Dans un pays où les routes bitumées demeurent un marqueur de cohésion territoriale, l’annonce d’un réseau étendu de 1 800 kilomètres en trente mois retient l’attention. Les rapports du ministère des Transports font cependant état d’environ 1 037 kilomètres achevés à fin novembre 2024, tandis que les marchés en cours portent ce total à 1 243 kilomètres espérés d’ici juin 2025. Loin d’être négligeable, l’effort reste donc inférieur de près de 30 % au chiffre officiel martelé par la présidence.
L’ingénieur civil Peter Mailu, qui supervise l’autoroute Nakuru–Eldoret, estime que « la confusion provient souvent de la superposition entre routes réhabilitées et tronçons véritablement neufs ; l’opinion, elle, retient la grande addition finale ». Cette zone grise statistique, fréquente dans les projets cofinancés par Pékin et la Banque africaine de développement, complique la traçabilité et nourrit le scepticisme.
Une stratégie de communication sous le feu du fact-checking
La confrontation systématique des déclarations présidentielles aux bases de données publiques aboutit à un verdict nuancé : sur onze affirmations majeures recensées, une seule résiste intégralement à l’examen, sept se révèlent erronées, deux sont jugées trompeuses et une demeure non vérifiable faute de statistiques homogènes. Ce ratio, mis en lumière par plusieurs organisations de vérification, rappelle l’impérieuse nécessité d’un contrôle citoyen rigoureux dans des démocraties encore jeunes.

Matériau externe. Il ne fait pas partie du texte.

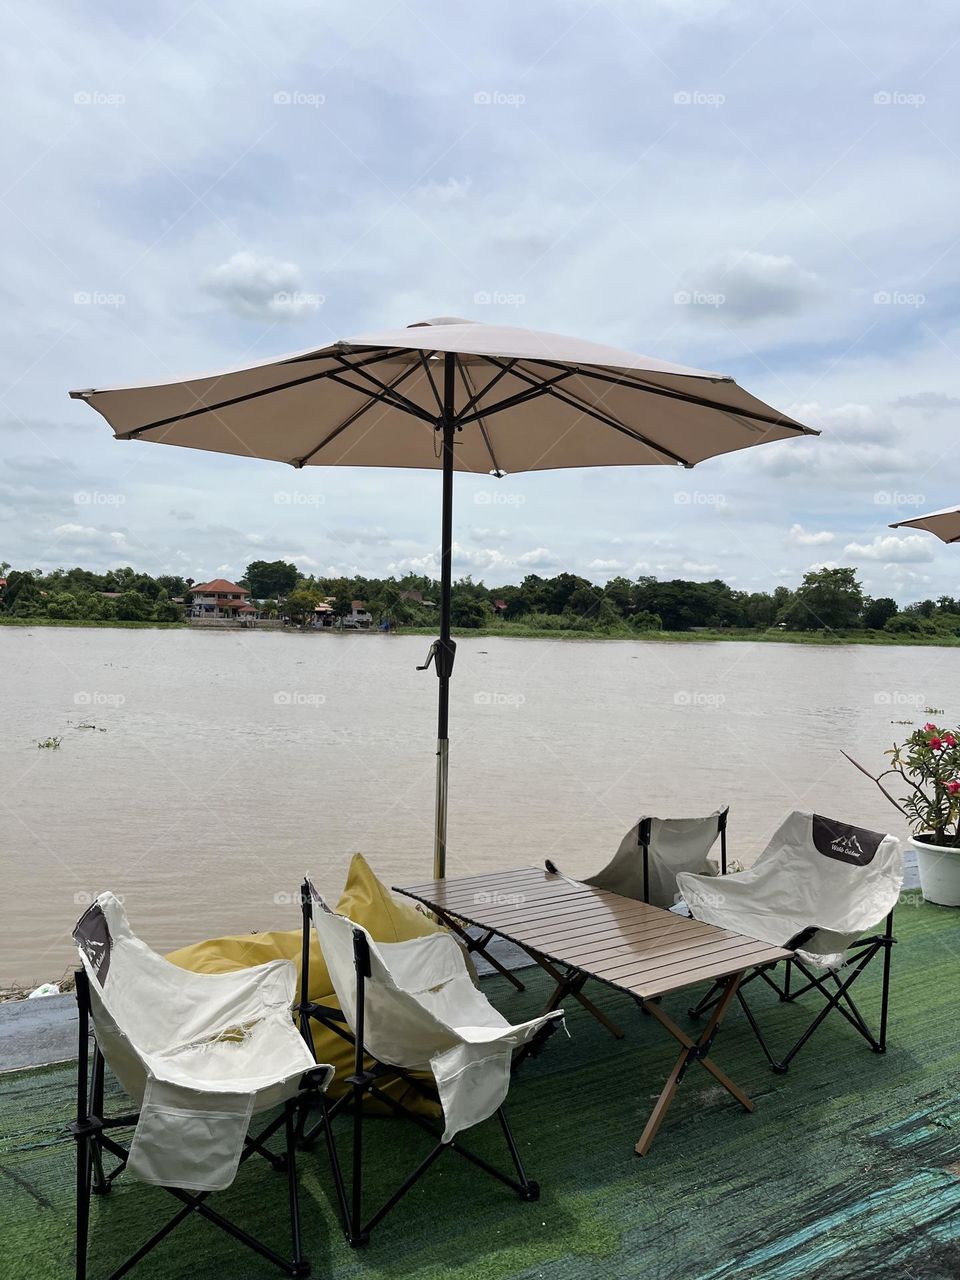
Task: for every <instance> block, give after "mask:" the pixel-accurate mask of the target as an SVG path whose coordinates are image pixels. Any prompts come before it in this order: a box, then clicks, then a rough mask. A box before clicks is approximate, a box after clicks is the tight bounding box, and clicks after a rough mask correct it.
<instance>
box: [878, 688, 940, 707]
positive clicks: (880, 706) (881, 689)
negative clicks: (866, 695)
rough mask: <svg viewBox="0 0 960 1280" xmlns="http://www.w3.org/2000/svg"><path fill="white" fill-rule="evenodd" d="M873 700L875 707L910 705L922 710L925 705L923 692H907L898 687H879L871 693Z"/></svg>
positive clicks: (926, 702) (913, 706) (925, 703)
mask: <svg viewBox="0 0 960 1280" xmlns="http://www.w3.org/2000/svg"><path fill="white" fill-rule="evenodd" d="M873 701H874V705H876V707H910V708H913V709H915V710H923V708H924V707H925V705H927V699H925V698H924V695H923V694H908V692H904V691H902V690H900V689H881V690H879V692H877V694H874V695H873Z"/></svg>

Pour autant, limiter le bilan à un inventaire d’approximations chiffrées serait réducteur. La baisse de l’inflation et l’amorce de stabilisation du taux de change représentent de réels acquis macroéconomiques. Toutefois, la durabilité de ces progrès dépendra de la capacité du gouvernement à assainir sa dette, aujourd’hui proche de 70 % du PIB, et à renforcer la collecte de recettes domestiques sans étouffer une classe moyenne naissante.
Au-delà des 1 000 jours : quel cap pour la seconde moitié du mandat ?
Les partenaires internationaux, qu’il s’agisse du Fonds monétaire international ou des bailleurs bilatéraux, scrutent désormais la cohérence entre la rhétorique bottom-up et l’architecture budgétaire. La réforme fiscale, contestée dans la rue en avril 2025, témoigne d’une marge de manœuvre sociale qui se réduit. Dans ce contexte, la crédibilité statistique devient un actif diplomatique aussi précieux que la discipline budgétaire. À l’heure où Nairobi sollicite de nouveaux eurobonds, l’écart entre slogans et données peut se traduire par quelques points de base supplémentaires sur la prime de risque.
La prochaine élection présidentielle, prévue en 2027, paraît encore lointaine. Pourtant, les chancelleries s’accordent à dire que la seconde moitié du quinquennat s’annonce décisive : sans livrer des résultats tangibles en matière d’emploi, le récit des 1 000 jours pourrait se muer en boomerang politique. « Les chiffres ne mentent pas longtemps », rappelait le prix Nobel d’économie Amartya Sen ; le Kenya de William Ruto devra bientôt en faire la démonstration sur le terrain, bien au-delà des formules accrocheuses.